Spooner’s family had been established in the West Midlands since the fifteenth century. His grandfather Abraham bought a share in a Birmingham slitting mill in 1746 and built his own three years later. His father succeeded to this business and in 1791, with another manufacturer Matthias Attwood, opened what was only the fourth bank in Birmingham, Attwoods, Spooner and Company. The firm prospered and opened a London branch in Fish Street Hill in 1801.
Spooner’s first known involvement in a parliamentary election was at Boroughbridge in March 1819, when Marmaduke Lawson* was returned. It was reported that summer that he intended to ‘offer himself if a vacancy happened’, either at Boroughbridge or neighbouring Aldborough, and early in 1820 he was with Lawson in London apparently trying to secure candidates for the two boroughs. At the subsequent general election they contested Boroughbridge themselves, against the Tory nominees of the duke of Newcastle. There was a double return and the sheriff declared Spooner and Lawson elected, although the other candidates petitioned against the result.

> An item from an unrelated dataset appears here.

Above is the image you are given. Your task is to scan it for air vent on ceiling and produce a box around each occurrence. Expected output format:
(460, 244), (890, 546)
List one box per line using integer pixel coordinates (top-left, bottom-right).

In the autumn of 1820 a vacancy occurred for Warwickshire and Spooner was immediately requisitioned as the champion of unrepresented Birmingham against the aristocratic interest. In his published address, he maintained his ‘independence’ and promised to uphold the town’s interest in agriculture, trade and manufacturing. His supporters included the high bailiff of Birmingham, Joshua Scholefield, who later came to prominence with the Political Union, and the Tory industrialist Sir Robert Peel†. The near unanimous support he received from freeholders in Birmingham was insufficient to carry the county, however, and after his attempt to poll the freeholders of Coventry was thwarted, he was heavily defeated.
Between 1830 and the general election of 1835 the transformation of Spooner’s politics was completed. In December 1834 he was instrumental in the formation of the Birmingham Loyal and Constitutional Association, which later became the Conservative Association. He was appointed chairman and came forward in 1835 to contest a seat for Birmingham in opposition to Attwood, who thought he had been ‘seduced by a knot of Tories’, but still called him ‘my own partner and intimate friend’.